Apesar do frio intenso e das baixas temperaturas que atingem Suzano há quase um mês, as doenças respiratórias, comuns durante o outono/inverno, tiveram queda de 5,91%. Para se ter uma ideia, de janeiro a abril deste ano o município registrou 33.949 procedimentos ligados ao tratamento das vias superiores e inferiores, entre eles inalações, atendimento de doenças do aparelho respiratório e tratamentos. No mesmo período do ano passado foram 36.082 pessoas atendidas.

Segundo balanço divulgado pela Secretaria de Saúde, a cidade realizou nos quatro primeiros meses deste ano, 33.428 inalações, 2.221 a menos que no ano passado, quando foram feitos 35.649 procedimentos.

O número de tratamentos ofertados pela pasta subiu de 266 para 316. A Prefeitura oferece, por exemplo, tratamento de cardiopatia pulmonar, doença de ouvido externo médio, infecções agudas das vias aéreas superiores, doenças da pleura, aparelho respiratório, pneumonias ou influenza (gripe), entre outras.

Mesmo na comparação aos últimos quatro meses do ano passado, período do verão, o número de procedimentos diminuiu. De setembro a dezembro de 2015, a Secretaria de Saúde registrou 37.397 atendimentos, ou seja, uma queda de 9,2% em relação aos primeiros quatro meses deste ano.

CUIDADOS

De acordo com o clínico geral e pediatra, Leandro Villa Franca, nesta época do ano, as quedas bruscas de temperatura deixam as pessoas mais susceptíveis as viroses e bactérias. "Durante as baixas temperaturas há um acumulo maior de poluição e concentração de pessoas em locais fechados, o que causa o aumento das doenças respiratórias", adianta.

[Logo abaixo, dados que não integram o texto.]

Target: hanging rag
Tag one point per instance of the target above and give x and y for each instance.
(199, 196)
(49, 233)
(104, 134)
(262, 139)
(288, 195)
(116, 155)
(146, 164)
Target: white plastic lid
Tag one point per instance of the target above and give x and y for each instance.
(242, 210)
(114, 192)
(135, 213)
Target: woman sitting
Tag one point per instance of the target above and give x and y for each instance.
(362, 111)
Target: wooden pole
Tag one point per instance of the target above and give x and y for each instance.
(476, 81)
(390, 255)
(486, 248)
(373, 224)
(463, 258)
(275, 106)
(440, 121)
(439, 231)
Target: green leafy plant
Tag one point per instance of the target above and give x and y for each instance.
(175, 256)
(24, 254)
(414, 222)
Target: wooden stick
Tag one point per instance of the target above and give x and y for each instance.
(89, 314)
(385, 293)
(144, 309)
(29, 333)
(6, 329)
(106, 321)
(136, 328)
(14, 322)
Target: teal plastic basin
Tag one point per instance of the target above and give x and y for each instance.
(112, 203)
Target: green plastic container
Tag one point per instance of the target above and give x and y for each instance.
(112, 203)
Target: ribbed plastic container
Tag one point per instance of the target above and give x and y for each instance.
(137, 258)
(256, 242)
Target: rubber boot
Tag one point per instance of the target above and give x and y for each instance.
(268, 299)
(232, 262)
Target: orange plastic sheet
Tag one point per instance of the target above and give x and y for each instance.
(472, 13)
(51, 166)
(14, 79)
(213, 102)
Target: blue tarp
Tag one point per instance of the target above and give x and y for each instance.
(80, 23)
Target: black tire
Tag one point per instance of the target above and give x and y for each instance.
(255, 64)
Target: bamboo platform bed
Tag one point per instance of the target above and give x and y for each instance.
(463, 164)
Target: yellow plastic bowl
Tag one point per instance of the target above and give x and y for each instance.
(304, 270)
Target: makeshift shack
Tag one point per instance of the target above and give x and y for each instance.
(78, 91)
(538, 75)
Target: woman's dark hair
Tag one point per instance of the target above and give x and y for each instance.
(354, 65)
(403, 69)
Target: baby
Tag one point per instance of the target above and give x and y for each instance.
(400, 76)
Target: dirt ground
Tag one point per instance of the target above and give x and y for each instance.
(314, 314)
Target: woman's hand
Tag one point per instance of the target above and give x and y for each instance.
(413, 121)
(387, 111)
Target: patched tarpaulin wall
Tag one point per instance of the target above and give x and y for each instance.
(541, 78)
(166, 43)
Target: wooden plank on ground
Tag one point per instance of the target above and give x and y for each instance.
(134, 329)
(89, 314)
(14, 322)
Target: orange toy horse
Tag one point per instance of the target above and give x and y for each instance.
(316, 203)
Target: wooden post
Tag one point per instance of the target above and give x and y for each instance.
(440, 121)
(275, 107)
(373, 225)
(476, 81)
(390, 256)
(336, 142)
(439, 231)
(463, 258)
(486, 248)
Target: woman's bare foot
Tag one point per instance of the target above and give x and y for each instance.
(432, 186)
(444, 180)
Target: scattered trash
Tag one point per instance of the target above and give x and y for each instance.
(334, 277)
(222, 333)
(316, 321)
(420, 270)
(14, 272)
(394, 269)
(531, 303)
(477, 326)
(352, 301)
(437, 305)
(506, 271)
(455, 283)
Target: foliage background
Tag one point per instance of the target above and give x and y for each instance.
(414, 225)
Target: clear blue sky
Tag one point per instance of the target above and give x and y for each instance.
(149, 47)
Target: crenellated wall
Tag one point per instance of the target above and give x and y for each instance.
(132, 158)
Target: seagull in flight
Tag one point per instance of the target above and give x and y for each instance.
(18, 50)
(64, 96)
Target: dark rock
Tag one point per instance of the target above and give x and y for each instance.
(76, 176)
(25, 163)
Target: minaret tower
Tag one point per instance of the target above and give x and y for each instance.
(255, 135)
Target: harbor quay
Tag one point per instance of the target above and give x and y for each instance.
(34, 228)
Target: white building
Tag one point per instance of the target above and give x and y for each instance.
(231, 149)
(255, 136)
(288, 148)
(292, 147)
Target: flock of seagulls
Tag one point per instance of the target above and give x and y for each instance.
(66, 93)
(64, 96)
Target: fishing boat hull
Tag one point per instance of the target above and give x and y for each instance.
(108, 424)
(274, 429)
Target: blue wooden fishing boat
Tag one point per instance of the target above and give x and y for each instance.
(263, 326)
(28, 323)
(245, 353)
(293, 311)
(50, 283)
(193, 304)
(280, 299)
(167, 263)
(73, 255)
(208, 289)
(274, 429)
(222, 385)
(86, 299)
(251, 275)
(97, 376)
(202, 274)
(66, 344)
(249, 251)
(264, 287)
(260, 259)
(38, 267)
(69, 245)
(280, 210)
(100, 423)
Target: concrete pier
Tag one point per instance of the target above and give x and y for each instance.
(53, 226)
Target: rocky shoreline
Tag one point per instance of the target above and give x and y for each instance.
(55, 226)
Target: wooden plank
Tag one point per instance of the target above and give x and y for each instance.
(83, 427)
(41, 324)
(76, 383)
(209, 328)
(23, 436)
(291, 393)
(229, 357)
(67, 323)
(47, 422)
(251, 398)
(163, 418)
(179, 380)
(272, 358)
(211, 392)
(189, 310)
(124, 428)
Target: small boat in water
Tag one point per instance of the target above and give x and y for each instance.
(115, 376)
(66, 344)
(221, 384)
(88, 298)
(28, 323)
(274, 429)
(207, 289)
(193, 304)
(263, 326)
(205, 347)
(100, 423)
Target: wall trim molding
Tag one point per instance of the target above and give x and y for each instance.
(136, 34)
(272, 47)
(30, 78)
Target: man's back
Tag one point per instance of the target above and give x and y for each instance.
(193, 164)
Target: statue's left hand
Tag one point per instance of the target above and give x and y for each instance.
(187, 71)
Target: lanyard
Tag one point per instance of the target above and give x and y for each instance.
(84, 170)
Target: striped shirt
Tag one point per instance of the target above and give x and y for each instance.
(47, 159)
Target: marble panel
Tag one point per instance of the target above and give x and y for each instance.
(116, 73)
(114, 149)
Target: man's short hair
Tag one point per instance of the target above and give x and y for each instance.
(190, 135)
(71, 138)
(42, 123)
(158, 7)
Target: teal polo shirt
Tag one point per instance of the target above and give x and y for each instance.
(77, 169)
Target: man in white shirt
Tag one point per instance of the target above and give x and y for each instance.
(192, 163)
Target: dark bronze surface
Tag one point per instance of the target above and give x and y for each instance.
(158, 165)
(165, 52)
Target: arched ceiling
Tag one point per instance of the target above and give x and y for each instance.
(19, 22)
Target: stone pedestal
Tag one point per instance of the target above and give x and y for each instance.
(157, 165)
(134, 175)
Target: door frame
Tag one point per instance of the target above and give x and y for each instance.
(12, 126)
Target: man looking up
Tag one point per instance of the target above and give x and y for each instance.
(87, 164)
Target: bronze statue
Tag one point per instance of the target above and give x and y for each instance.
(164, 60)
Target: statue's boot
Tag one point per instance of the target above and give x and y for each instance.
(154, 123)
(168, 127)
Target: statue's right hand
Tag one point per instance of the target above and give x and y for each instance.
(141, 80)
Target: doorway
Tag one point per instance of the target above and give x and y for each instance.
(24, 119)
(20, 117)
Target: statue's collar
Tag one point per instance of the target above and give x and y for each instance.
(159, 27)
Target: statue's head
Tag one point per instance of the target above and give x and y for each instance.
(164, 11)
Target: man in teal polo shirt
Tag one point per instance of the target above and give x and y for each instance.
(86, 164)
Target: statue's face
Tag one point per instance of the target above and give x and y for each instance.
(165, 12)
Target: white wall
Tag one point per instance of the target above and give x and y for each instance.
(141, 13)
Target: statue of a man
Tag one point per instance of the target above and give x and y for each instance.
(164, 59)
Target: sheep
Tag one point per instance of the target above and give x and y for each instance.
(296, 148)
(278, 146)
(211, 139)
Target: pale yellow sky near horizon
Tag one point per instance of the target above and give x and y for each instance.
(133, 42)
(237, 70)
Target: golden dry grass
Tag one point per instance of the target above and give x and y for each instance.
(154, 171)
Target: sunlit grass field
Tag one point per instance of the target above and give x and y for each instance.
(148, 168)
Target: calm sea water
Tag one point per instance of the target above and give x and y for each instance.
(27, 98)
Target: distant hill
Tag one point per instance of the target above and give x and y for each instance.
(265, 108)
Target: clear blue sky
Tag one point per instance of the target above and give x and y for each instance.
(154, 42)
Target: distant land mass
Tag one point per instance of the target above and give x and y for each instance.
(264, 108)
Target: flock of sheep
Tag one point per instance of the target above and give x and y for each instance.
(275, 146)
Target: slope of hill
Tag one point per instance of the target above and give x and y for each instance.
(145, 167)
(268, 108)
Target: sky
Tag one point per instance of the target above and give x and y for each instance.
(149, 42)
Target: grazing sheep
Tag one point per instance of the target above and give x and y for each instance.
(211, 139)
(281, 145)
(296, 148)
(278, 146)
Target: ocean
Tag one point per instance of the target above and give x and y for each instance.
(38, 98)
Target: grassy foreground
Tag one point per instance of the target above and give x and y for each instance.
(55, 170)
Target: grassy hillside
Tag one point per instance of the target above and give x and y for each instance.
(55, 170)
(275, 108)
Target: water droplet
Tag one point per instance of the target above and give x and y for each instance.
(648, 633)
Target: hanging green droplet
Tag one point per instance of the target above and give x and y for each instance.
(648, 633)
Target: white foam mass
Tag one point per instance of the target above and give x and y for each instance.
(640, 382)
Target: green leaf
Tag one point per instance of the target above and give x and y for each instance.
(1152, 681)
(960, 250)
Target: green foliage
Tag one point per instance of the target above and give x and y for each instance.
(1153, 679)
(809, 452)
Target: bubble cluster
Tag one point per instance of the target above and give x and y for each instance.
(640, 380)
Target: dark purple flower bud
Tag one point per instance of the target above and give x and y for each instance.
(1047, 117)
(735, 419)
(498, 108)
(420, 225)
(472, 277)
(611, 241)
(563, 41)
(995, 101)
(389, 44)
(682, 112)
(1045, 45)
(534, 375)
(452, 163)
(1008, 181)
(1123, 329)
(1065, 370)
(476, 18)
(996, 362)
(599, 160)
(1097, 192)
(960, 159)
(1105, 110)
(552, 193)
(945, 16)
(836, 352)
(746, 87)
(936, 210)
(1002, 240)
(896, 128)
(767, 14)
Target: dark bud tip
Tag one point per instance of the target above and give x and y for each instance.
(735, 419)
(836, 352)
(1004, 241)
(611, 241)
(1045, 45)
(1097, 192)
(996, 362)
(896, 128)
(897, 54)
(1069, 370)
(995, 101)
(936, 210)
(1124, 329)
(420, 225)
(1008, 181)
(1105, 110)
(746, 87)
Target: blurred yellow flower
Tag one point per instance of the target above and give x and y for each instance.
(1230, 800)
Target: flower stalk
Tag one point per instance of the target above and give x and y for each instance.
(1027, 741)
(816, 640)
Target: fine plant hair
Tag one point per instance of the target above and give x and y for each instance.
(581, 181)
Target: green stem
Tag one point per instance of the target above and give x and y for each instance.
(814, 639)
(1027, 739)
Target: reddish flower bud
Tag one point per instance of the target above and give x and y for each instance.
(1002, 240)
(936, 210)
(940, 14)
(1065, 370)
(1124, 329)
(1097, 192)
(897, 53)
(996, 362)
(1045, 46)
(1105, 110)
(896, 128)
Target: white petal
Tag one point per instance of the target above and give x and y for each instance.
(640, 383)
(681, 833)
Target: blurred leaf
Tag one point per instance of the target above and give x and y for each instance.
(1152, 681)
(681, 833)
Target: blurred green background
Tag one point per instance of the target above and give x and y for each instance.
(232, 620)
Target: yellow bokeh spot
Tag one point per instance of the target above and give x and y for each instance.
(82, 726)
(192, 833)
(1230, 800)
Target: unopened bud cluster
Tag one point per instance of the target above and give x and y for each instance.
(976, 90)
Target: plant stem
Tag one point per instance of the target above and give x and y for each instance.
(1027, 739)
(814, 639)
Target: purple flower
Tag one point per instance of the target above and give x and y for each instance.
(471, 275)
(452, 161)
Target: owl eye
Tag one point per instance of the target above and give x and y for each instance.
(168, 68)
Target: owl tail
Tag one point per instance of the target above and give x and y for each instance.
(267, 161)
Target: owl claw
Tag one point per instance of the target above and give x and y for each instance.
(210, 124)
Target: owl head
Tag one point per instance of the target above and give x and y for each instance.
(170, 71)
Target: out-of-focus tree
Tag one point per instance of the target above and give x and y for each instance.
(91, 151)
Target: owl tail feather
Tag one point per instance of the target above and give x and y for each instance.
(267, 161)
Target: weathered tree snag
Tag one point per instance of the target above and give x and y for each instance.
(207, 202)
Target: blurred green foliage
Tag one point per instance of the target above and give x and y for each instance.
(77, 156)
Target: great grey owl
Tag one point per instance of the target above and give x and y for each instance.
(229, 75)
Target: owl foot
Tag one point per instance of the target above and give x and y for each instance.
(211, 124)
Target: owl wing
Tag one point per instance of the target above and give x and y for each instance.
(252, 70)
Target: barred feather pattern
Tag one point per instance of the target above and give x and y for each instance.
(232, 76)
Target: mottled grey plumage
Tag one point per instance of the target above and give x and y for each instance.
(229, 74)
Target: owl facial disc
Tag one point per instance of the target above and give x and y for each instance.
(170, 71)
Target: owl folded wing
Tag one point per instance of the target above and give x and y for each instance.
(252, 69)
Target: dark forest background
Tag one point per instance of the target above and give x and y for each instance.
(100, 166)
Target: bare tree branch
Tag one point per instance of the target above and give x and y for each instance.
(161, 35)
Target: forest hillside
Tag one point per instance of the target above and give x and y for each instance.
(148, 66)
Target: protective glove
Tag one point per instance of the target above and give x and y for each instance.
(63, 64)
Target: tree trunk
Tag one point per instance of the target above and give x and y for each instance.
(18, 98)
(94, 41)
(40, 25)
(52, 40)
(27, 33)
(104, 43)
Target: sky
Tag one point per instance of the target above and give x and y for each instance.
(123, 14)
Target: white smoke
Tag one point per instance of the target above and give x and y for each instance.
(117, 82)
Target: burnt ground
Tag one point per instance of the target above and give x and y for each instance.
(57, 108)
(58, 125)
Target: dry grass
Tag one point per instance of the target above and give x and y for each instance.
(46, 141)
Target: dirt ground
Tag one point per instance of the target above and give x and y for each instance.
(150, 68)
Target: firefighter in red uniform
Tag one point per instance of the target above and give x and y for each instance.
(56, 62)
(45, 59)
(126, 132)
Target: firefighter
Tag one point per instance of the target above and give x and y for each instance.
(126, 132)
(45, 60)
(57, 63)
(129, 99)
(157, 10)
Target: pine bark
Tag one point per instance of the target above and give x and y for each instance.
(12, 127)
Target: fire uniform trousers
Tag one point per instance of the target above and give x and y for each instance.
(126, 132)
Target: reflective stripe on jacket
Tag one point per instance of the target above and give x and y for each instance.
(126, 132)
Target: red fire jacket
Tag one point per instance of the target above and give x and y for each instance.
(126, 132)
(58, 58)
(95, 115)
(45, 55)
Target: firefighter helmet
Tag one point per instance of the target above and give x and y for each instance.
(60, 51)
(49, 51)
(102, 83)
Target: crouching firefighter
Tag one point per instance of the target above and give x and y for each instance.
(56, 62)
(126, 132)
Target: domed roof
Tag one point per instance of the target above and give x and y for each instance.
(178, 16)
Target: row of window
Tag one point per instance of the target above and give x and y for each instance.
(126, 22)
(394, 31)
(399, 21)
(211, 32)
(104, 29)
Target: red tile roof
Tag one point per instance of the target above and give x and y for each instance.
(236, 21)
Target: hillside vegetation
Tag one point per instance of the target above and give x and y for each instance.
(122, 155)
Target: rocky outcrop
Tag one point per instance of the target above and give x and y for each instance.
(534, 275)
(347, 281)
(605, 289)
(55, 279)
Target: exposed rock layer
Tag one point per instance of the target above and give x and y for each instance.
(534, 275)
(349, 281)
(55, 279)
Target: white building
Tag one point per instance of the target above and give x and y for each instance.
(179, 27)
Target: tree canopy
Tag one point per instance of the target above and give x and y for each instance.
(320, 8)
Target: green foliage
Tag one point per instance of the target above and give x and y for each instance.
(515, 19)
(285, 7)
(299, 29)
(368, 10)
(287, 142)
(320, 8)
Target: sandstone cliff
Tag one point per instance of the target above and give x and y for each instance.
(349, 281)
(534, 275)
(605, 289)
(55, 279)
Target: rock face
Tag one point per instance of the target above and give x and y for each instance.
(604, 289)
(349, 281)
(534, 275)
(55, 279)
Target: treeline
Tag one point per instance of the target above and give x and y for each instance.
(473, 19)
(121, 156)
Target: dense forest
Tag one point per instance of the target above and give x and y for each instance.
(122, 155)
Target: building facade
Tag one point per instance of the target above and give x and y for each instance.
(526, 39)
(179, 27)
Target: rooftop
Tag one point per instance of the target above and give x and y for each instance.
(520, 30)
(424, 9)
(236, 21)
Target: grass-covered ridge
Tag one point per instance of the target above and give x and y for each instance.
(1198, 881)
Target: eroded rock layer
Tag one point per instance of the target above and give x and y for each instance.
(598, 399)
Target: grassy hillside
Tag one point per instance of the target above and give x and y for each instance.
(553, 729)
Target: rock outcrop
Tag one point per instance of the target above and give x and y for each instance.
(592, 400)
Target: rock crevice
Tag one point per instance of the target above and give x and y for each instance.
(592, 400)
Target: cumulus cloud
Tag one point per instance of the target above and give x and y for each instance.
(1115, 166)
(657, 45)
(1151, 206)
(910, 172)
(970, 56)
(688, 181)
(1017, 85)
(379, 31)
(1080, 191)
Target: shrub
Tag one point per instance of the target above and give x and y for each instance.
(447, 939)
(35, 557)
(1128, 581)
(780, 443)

"As pessoas devem evitar locais fechados, lavar as mãos sempre, evitar andar descalço para não contrair gripes, otite, sinusite ou mesmo pneumonia", completa.

O médico destaca que crianças e idosos estão mais expostos em decorrência da baixa imunidade, por isso afirma que as vacinas são um aliado para estas faixas etárias. "Neste período é muito importante a ingestão de vitamina C, atenção com a higiene e manter o calendário vacinal em dia", pontua.

Ainda segundo o doutor, situações em que a tosse é contínua, a febre persistente e a coriza permanente é preciso procurar um médico. Franca destaca que assim, o paciente evita a evolução do caso, além da automedicação, que muitas vezes traz solução para o alívio imediato de alguns sintomas, mas pode trazer consequências mais graves em caso de doenças mal curadas.